In ATM withdrawal, we had four steps:
- Check the Account for balance in his account : T1
- If sufficient amount exists, give the money to user : T2
- Calculate balance = balance – 500 : T3
- Update account to new balance: T4
Now what a log file will have? It will store each detail about the each of the transactions above.
Look at above sample of logs for money withdrawal. It has the records of data value at each stage of transaction along with the status of the transaction. When the transaction fails at T3, it even knows at which stage of T3, it failed. It also knows the values of the balance and the money that user has at every stage. Hence it is easy for the system to decide, whether to complete the transaction or to rollback the transaction.
The log files are stored at different storage device than the DB. It is done so because in case of media failure, the logs are not lost and we can recover the database. Sometimes, even the copy of log files is created and is stored at different locations. This will help if the servers storing the log file itself fails! DB will be recovered from the alternate log files. This type of logging is also known as physical logging.
Let us consider different cases where logging is used to recover the database.
Transaction Abort
Suppose the system fails when it is executing T2 in ATM withdrawal example. What should be done to recover the database? The system checks the log files to see which transactions have been executed and what is the status of DB. It sees that the transaction has failed while giving the money to user, but it has not yet given money to user. Hence it starts reading the log file backward, and reverts each transactions by updating the value to value present in the ‘before’ transaction state.
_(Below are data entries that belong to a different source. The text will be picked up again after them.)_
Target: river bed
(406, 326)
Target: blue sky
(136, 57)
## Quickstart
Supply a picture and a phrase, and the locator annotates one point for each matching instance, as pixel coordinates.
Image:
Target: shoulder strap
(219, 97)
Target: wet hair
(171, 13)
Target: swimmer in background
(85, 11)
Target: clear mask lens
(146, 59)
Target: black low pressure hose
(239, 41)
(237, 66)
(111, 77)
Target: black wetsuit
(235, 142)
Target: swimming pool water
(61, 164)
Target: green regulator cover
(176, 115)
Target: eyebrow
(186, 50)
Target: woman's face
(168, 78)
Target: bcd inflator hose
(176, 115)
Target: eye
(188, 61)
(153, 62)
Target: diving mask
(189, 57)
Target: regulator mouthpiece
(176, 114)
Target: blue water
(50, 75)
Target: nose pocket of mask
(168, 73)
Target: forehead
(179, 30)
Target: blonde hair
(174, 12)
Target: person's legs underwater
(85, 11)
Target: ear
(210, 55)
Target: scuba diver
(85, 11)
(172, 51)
In our example, there were no updates/inserts in T1 and T2. Hence, it simply reads the log files backward.
Suppose the failure was at T4 after updating the balance to 1500, but before committing the transaction. Then, abort operation has to revert the balance to 2000, which is the value of balance before T4 began. Then it should go backward for each transaction and revert the values, if applicable.
Log files cannot be differentiated between the transactions of particular operation. It will have all the transactions of multiple operations. i.e.; ATM withdrawal of money by multiple users at different location at same time would have been entered in the log file. In order to differentiate between individual’s transactions, we need to append the transaction id to beginning of the log file. i.e.; suppose T1 be the transaction ID (TID) of user A and T2 be the TID of user B. Then in the log file, before logging the logs for user A, it should be appended with T1, and with T2 before starting transactions of user B. This will help to differentiate the transactions, and help the system to understand, how many transactions/ which all transactions are affected by failure and needs reverting.
Crash Recovery
Suppose there is a system crash. It has to recover all the transactions till the previous consistent state. How is it can be done? Suppose we have two transactions T1 and T2 as shown below.
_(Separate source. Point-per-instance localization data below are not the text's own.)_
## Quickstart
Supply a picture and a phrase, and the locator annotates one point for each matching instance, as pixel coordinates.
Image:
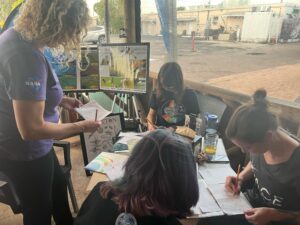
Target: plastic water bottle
(211, 123)
(198, 127)
(211, 136)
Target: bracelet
(81, 128)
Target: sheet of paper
(115, 170)
(105, 160)
(229, 203)
(132, 134)
(221, 155)
(206, 203)
(88, 111)
(96, 178)
(214, 173)
(126, 139)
The system crashes after updating the value of y in T2. Now how the system does recover? How does it understand which transactions to be reverted? As we saw above it starts checking the log files in reverse order – from end to the beginning. It checks for the status of each transaction to see which were active during the crash. If the transaction is in update mode, then it is an active transaction during the crash. If the status of transaction is commit or aborts in the log file, then it is not an active transaction; but it is complete. Hence avoid considering such transactions. In the above example, T1 has committed the value of x. hence it is not active during the failure. T2 does not have any commit or abort status, and it has update status. Hence only T2 is active during crash, and look for its logs alone to revert the changes. Hence it goes on checking the values of y at each stage in reverse order and updates the value of y to before system crash. This is how it recovers from crash.
Here the commit or abort will let the system know that those transactions are not active. But in order to see which transaction is active, the system has to traverse the whole log file. But the log file can be very huge in very big database systems. In such cases, traversing whole log file is not preferred. We need a mechanism to traverse the log file till some particular point. This can be achieved by introducing checkpoints in the log files. Thus when there is a crash, the system will traverse the log file backwards till the checkpoints, and see which transactions are active. Any transactions before the checkpoints are all either committed or aborted; hence they are complete.
Check above diagram. There are three transactions T1, T2 and T3, one checkpoint, CHKPT. The transaction T1 is committed before CHKPT. Hence it is complete. Transaction T3 is committed after CHKPT, hence it is also complete. Only T2 is in update status and hence only T2 has to be reverted to its previous state when there is a crash.